Mortgage arrears fall to lowest level for 20 years
Low mortgage rates have helped the number of mortgages in arrears to reach its lowest level since record began over 20 years ago but higher rental prices have caused an increase in evictions, new figures show.
The Council of Mortgage Lenders (CML) released data last week which shows at the end of June only 92,500 mortgages were in arrears of at least 2.5% of the balance, down from 95,900 at the end of March. This is just 0.84% of all mortgages.
Compared to 12 months ago, the number of mortgages in arrears was 13.4% lower, down from 106,800.
Earlier in August, the Bank of England moved to cut interest rates to a new record low of 0.25%, from the previous record low of 0.50%, where the rate has been since March 2009. These low base rates have led to cheaper mortgage repayments and better deals for homeowners.
The CML reports that the number of properties repossessed also fell in the second quarter, down to 1,900 from 2,100 in the first quarter with falls in repossessions of both owner-occupied properties and buy-to-let’s. If this trend continues for the rest of the year the number of mortgaged property repossessions will be the lowest since 1982, when there were almost half the number of mortgages, 6.5 million, compared to 11.1 million now.
The data shows that repossessions are higher amongst buy-to-let landlords than homeowners, but with mortgage arrears this is reversed.
CML director general Paul Smee said: “Another welcome reduction in arrears and possessions shows that borrowers are continuing to prioritise their mortgage commitments and that lenders remain committed to helping them through a period of temporary difficulty, wherever possible.
“As ever, the key to success in dealing with any payment problems is to address them as soon as possible.

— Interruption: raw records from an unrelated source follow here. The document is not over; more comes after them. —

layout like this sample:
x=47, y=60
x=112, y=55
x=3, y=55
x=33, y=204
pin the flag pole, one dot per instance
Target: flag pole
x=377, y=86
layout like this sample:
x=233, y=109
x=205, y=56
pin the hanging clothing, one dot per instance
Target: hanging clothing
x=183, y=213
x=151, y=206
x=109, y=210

Any borrowers anticipating difficulty in paying their mortgage should therefore speak to their lender at the earliest opportunity.”

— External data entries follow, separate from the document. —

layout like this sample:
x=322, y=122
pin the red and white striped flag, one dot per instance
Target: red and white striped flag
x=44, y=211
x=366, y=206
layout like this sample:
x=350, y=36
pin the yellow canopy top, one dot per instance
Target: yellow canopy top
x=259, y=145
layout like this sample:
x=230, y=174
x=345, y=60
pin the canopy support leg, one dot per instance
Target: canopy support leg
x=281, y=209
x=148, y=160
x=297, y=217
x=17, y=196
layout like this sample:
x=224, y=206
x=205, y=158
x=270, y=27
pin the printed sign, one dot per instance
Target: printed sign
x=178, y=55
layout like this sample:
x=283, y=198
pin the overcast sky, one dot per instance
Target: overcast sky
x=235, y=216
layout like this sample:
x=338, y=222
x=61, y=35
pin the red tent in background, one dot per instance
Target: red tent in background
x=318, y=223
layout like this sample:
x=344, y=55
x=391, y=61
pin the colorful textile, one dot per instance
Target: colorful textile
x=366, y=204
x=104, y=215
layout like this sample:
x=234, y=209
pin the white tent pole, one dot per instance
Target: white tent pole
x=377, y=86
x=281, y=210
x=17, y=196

Meanwhile, figures out from the Ministry of Justice (MOJ), due out on Friday 12 August are expected to show how the number of repossessions of mortgaged properties is considerably lower than the number found in the rental sector and the number of evictions of tenants from private landlords has almost doubled over the past five years to 22,592 in the first six months of 2016, up by 46% over five years.

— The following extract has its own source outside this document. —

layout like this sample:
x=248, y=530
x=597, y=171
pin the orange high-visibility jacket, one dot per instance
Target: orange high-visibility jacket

The data is supported by recent figures from Homelet which shows that the average price of renting in the UK, excluding London, reached £779 a month in July, up 2.3% from last year and by 15% from five years ago.
MOJ figures for England and Wales in 2015 reveal 42,279 rental evictions compared to 5,592 mortgaged property repossessions, even though the rental sector makes up just a third of the housing stock.
The CML said this is because lenders give owner-occupiers more time and help to recover from temporary problems that cause late mortgage payments but move quicker to protect their position on rental properties in the commercial buy-to-let sector.